Extract Process recovery Principle
BR
Applicable to Extract processes (for Oracle databases only)
You can use the BR parameter to control the Bounded Recovery (BR) function of GoldenGate. The Bounded Recovery function only supports Oracle databases. Bounded Recovery is one of the components of the general Extract checkpoint tool, which ensures that when the Extract process stops for any reason (scheduled or unexpected shutdown, the Extract process can be efficiently restored regardless of the number of uncommitted transactions or the duration of these transactions at the time point when the process is stopped.
Bounded Recovery sets a time limit for the time it takes for the Extract process to resume to stop and then resume normal processing.
Note that when you change this parameter to a setting other than the default setting, contact Oracle Support for instructions. Most production environments do not need to modify this parameter.
How does the Extract process recover uncommitted transactions?
When the Extract process encounters the starting point of a transaction in the redo log (usually the first executable SQL statement in Oracle, all data captured from the transaction is cached in the memory. Even if the start transaction does not contain any data,
The Extract process must also cache the transaction to the memory, because the subsequent operations in the transaction may contain the data to be captured.

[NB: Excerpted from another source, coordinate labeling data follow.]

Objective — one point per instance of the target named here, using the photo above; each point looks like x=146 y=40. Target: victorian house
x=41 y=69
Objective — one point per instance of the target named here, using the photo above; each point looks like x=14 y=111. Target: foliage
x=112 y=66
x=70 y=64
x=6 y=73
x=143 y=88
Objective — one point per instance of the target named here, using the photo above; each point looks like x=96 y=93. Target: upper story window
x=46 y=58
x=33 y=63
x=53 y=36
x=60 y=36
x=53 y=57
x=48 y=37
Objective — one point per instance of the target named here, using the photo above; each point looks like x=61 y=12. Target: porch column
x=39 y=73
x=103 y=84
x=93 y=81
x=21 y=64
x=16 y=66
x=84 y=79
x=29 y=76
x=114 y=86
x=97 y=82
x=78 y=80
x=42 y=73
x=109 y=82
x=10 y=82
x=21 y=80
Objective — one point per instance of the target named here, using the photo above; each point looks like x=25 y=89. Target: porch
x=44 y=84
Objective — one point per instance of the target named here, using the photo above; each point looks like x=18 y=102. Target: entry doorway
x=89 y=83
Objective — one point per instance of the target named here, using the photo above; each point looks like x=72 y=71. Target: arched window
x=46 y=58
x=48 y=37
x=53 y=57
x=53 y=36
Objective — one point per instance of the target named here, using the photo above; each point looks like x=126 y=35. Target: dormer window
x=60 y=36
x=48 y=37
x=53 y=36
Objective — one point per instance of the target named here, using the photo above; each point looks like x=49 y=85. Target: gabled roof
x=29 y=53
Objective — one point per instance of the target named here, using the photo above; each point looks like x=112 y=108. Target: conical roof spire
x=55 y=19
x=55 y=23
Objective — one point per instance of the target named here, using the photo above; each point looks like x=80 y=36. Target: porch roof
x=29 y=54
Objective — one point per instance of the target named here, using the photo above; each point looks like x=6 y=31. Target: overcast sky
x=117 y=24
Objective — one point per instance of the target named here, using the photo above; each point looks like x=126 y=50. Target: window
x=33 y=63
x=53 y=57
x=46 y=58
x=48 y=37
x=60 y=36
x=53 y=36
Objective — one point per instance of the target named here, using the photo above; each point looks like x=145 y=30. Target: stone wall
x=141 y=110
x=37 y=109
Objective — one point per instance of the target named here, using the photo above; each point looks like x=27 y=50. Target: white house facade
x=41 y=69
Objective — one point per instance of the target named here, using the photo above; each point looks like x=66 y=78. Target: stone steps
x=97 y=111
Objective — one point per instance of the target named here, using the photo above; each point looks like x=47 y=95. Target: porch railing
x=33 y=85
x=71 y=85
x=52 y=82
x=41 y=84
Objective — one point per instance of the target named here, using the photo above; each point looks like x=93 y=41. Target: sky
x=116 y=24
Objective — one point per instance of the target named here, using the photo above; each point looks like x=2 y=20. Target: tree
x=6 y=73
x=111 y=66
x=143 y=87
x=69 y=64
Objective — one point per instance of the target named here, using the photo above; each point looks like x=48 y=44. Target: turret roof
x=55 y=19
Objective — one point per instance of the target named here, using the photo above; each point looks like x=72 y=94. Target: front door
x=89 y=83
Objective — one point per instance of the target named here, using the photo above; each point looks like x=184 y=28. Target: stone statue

When the Extract process encounters a transaction commit record in the redolog, it writes the entire transaction cached in the memory to the trail file and clears it from the memory. When the Extract process encounters a rollback record of a transaction, the entire transaction cached in the cache is discarded. Before the Extract process processes the commit or rollback records
Open Status (uncommitted or rolled back), and continuously collect information about the transaction.
If Extract stops before a transaction's commit or rollback record, after the Extract process restarts, all information cached in the memory must be restored. This operation applies to all open transactions when the Extract process stops.
Extract performs the restoration process as follows:
● If there is no transaction in the open state when the Extract process is stopped, the restore operation starts from the current
Extract reads the checkpoint and starts. This is a normal recovery process.
If the redo log contains an open transaction whose start point is very close to the time when the Extract process stops, the Extract process reads the redolog again and starts to recover from the earliest start point of the open transaction. This process requires the Extract process to execute additional work on the transactions that have been written to the trail or discarded file before the process is stopped. This repetitive work only needs to process a relatively small amount of data, within the acceptable cost range. Such recovery can also be considered as normal recovery.
● If one or more Extract processes are considered as long-running open transactions,
The Extract process will be restored through BoundedRecovery.